The winter approaching means a rash of potholes chewing through roads, making for hazardous driving conditions.

As a result, an engineering team from the University of Leeds in England is aiming to program an army of repair drones to fly around and swoop down on roads with potholes, repairing them as they go. The University won a $6.4 million grant to carry through its project.

"We want to make Leeds the first city in the world to have zero disruption from street works," Professor Phil Purnell, of the University's School of Civil Engineering, said in a press release to Fast Coexist. "We can support infrastructure which can be entirely maintained by robots and make the disruption caused by the constant digging up the road in our cities a thing of the past."

To accomplish this, the school will deploy three different kinds of robots. According to Fast Coexist, the University is planning for its group of "Perceive and Patch" robots to scope out roads with potholes and repair them on the spot. If only they were available in New York City.
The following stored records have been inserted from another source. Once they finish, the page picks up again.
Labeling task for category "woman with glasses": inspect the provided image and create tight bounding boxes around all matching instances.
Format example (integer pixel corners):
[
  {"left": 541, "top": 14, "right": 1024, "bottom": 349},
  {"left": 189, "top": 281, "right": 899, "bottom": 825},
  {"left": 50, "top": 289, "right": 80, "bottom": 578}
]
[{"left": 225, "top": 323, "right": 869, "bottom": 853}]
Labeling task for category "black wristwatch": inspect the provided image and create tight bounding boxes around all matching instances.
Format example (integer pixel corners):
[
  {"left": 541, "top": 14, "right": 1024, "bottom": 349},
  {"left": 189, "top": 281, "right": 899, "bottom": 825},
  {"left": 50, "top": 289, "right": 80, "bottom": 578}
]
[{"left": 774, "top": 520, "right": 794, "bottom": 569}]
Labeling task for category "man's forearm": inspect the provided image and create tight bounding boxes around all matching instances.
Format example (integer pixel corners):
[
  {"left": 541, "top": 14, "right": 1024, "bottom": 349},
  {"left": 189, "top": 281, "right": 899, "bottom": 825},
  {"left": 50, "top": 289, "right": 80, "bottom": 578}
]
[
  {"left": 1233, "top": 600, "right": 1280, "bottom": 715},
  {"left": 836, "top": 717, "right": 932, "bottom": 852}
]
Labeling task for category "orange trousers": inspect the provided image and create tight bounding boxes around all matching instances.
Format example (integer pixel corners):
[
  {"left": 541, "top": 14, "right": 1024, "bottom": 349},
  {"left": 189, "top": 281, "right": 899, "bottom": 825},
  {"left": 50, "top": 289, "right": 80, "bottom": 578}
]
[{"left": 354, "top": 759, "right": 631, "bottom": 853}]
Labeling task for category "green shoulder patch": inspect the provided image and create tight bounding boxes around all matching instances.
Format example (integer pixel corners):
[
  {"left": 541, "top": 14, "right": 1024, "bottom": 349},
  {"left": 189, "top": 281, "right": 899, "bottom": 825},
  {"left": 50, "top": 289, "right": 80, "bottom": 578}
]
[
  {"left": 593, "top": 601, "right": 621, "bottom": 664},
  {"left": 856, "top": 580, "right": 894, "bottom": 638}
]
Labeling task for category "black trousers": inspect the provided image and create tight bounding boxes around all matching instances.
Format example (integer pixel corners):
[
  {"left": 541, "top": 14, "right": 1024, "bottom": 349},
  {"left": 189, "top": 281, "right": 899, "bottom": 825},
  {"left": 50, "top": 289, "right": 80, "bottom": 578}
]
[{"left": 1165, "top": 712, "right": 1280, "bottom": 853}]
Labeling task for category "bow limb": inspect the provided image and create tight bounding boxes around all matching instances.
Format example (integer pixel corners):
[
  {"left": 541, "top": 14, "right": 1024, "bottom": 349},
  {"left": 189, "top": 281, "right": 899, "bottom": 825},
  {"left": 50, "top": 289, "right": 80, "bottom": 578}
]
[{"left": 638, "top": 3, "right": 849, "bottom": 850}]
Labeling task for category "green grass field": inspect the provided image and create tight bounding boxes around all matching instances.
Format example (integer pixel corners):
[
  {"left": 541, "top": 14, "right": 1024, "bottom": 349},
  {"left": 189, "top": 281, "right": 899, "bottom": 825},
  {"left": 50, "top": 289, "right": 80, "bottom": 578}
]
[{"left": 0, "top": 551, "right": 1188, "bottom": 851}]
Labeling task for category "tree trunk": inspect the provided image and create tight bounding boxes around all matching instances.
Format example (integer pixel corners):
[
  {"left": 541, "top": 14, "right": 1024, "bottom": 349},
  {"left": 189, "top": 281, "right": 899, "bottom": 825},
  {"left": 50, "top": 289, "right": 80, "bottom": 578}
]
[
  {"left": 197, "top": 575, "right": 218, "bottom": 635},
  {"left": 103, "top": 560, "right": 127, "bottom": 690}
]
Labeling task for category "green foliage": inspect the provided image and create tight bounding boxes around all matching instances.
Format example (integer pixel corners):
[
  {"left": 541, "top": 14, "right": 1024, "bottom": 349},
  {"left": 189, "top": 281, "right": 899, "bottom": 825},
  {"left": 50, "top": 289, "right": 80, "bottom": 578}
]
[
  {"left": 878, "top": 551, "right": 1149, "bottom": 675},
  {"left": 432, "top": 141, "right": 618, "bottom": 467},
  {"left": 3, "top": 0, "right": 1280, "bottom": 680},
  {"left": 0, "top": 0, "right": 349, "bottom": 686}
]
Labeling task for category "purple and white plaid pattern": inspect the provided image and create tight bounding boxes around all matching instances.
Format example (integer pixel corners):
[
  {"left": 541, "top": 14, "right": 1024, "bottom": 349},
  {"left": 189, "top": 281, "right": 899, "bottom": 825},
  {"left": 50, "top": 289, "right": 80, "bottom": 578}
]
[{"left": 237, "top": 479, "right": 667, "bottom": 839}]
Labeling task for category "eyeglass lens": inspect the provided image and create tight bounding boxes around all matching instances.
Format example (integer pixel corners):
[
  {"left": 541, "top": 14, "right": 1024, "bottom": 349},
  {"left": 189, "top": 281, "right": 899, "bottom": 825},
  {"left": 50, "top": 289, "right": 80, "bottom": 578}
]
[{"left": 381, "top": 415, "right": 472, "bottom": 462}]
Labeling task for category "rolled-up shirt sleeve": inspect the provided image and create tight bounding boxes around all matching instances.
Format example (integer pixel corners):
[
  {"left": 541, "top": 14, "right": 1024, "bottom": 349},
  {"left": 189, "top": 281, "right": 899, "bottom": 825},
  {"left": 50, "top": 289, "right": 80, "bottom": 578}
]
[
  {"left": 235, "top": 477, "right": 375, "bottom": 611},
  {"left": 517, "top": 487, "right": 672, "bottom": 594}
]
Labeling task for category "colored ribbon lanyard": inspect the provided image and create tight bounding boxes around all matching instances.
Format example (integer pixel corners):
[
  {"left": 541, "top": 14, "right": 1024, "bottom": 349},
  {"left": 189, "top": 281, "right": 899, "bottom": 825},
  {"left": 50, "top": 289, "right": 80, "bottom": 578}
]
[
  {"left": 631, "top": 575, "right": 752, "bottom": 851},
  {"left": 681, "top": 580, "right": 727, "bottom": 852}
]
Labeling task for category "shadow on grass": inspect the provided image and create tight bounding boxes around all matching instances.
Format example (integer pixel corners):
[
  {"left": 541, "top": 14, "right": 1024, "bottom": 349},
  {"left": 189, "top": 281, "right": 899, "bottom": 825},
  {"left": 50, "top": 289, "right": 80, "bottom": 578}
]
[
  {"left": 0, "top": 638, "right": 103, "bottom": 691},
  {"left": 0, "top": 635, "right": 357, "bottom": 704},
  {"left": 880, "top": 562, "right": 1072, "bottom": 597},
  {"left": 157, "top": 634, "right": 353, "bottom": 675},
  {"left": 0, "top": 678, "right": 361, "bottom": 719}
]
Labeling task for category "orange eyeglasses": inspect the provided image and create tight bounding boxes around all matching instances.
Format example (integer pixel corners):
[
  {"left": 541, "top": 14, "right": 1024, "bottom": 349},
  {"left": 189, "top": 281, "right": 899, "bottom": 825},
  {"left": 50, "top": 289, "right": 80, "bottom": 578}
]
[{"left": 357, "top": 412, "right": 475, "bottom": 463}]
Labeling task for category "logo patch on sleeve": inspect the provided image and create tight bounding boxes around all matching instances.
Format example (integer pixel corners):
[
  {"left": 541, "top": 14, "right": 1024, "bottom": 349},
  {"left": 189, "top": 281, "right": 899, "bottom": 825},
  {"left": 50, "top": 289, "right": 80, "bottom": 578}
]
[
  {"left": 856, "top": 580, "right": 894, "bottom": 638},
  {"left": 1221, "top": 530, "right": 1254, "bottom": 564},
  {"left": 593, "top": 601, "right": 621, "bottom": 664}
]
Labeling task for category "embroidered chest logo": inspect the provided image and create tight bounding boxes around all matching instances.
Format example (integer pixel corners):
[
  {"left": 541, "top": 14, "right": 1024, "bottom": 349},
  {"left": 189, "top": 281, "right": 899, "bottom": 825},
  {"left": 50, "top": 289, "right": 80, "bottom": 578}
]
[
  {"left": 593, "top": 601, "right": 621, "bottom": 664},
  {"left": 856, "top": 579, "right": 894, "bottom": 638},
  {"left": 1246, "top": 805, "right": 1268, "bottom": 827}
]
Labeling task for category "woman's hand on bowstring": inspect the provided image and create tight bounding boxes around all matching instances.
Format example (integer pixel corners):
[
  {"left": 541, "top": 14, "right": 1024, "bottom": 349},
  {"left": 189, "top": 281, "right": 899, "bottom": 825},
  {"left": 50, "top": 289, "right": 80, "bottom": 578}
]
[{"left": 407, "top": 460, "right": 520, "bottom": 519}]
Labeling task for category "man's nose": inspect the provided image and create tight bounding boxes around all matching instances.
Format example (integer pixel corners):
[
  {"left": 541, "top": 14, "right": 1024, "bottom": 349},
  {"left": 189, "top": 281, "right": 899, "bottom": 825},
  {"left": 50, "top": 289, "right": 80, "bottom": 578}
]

The engineering team is also working on "Perch and Repair" robots to fix high infrastructure like street lamps and its "Fire and Forget" drones to go underground to work on everything from pipes to metering and inspections.

"Our robots will undertake precision repairs and avoid the need for large construction vehicles in the heart of our cities," Rob Richardson of Leeds University's National Facility for Innovative Robotic System, said in the same release. "We will use the unique capabilities of our robotic facility to make new, more capable robots."